Read at your own risk.

Lizza's POV

"I give a simple order but you are incapable of respecting that" Klaus scolds angrily and all I mutter is I'm sorry. He matches away from me with clenched teeth while the dam has already broken at the back of my eyes.

" F**k this, Elizabeth" he growls shattering all the glasses and mirrors in the bedroom at once. I sob even louder at this sight.

" Klaus please" I cry as he keeps pacing around. He stops abruptly and matches towards me. He looks me down with so much intensity that I look down and take a step back.

" Don't walk away from me." He says icely calm and I take a step back still looking down, I'm too scared of this version of him. I bit my lip so hard to stop the sob that's bubbling at the back of my throat.

" Obey for once" he growls lowly and I breakdown in an hysteria of sobs.

" I'm not one of your servants or agents. I'm your girlfriend and all I want is apologise for my behaviour. I'm sorry that I hurt you Klaus. I really am and I can't stand you doing this to me. I know I hurt you and I'm sorry for that but I can't take it anymore, Klaus." I finally cry out repeating myself, the little bubble of frustration in me explodes.

I'm so disoriented. I breath heavily as tears keep flowing out of my eyes. Silence envelopes us and all that is heard are my sniffles and heavy breath.

" If I don't give you the permission, you have no right to do anything. You don't leave this bedroom. You don't talk to anyone and I'm making this relationship public with or without your accord, Elizabeth." He says darkly then teleports.

He's taking everything from me once more. But... at least we are still together.

That's what I wanted to know. We are still together. One thing down. I should feel happy but why don't I feel happy?

Why do I feel like everything is been taken away from me?
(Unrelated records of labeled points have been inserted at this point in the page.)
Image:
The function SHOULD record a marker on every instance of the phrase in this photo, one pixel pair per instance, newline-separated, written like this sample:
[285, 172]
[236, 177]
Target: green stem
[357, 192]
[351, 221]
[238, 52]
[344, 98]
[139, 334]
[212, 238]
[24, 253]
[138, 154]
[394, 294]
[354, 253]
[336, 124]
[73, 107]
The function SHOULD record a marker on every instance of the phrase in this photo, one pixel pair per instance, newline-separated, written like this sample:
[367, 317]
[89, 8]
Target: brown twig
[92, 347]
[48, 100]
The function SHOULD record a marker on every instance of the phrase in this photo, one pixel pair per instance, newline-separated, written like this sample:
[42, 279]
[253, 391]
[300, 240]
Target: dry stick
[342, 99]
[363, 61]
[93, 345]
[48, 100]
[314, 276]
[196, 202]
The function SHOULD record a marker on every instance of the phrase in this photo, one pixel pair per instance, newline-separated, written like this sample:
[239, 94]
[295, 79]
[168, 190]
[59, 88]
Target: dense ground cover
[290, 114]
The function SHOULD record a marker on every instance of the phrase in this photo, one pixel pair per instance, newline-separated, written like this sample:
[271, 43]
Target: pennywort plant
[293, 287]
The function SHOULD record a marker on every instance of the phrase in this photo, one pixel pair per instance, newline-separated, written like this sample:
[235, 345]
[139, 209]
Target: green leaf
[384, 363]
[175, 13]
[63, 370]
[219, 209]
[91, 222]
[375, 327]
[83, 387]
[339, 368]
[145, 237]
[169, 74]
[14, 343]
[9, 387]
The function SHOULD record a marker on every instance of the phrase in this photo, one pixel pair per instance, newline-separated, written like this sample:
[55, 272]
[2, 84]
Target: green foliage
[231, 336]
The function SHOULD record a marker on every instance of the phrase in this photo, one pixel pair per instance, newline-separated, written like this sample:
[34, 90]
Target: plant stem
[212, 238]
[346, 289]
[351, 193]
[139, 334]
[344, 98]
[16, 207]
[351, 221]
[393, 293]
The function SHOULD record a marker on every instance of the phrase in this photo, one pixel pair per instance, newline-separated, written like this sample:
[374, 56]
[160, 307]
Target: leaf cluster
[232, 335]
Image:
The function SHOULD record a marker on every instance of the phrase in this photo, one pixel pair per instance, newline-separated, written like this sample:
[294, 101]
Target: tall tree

Why do I feel like I'm getting empty with every passing second?

Why do I feel lost?

Why is he doing this to me?

Why is he reaping away my life out of me?

I can't seem to understand Klaus.

Why does he do all of this to me?

I know I hurt him profoundly but should he be treating me this hard?

I fall to the floor and cry till I become numb.

All this is my fault. I started it. So I should take it all. I should bare the consequences of my acts.

~~°°~~••~~°°~~

"My lady. It's time for your bath" I hear Zoedae's voice say but I make no attempt to move from my spot. I feel numb, empty, miserable, pathetic and the list goes on. I'm mentally breaking down and soon there will be nothing to break anymore.

"But why am I breaking when I caused all this? I shouldn't be. I should be facing this head on." My mind keeps chanting that I merit this, all of it and I shouldn't bitch about what he's doing to me but I can't. I'm reaching my limits and soon I'll get destructive and these thought make me feel even more miserable.